Consultant: "Why? The shampoo companies do it."
Head of Company: "Yeah, but we make dildos."
What's the same about "Make a Wish Program" and "Dark Jokes"?
They never get old.
Having an abortion will make you so tired... it literally sucks the life out of you.
My sister thinks she's so smart. She said, "Onions are the only food that makes you cry." So I threw a coconut at her.
I would try to make a Fortnite joke, but I can't seem to build on it.
Me: Have you seen a Mr. Weewoo?
Most people: No.
Me: He drives the ambulance downstairs.
Stop making 9/11 jokes, my father died in a plane crash.
Best pilot in Saudi Arabia.
How do you make any salad into a caesar salad?
Stab it twenty-three times.
What did Eminem do when he couldn't get some of his mom's spaghetti?
Well, he didn't make it back to recovery this time...
Tonight I'm making a fort. I'm calling it Fortnite.
How many feminists does it take to change a lightbulb?
What makes you think feminists can change anything?

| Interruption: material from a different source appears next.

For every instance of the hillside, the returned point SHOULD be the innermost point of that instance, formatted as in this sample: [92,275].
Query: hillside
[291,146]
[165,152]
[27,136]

The Make-A-Wish Foundation has gone too far. All of the Make-A-Wish kids asked for cancer to be gone, so they just gave the cancer to all of the Make-A-Wish kids.
How do you make a blond snowman? You can't, you have to hollow out the head.
Little Johnny is walking around and peeks in his parents' room, catching them having sex. So he asks, "What are you guys doing?" and they reply, "Nothing, nothing! We're just, uh, making cake," and they send him away.
So he continues walking around, and he hears some strange noises coming from his brother's room. He walks in and catches his brother and his brother's girlfriend having sex and then asks him, "What are you guys doing?" and his brother yells, "Get out! We're making cake!"
So Johnny leaves and goes to his room. The next day the whole family is at the dinner table and Little Johnny turns to his sister and says, "So, you and your boyfriend were making cake last night, huh?" and she replies, "OMG! How'd you know!?" and Johnny replies, "Because I licked the icing off the couch."
Hate me all you want, but I rather love bullying in all fairness. I love to watch all the loner kids being abused while simultaneously making a prediction for when which one of them will finally snap and shoot up the school.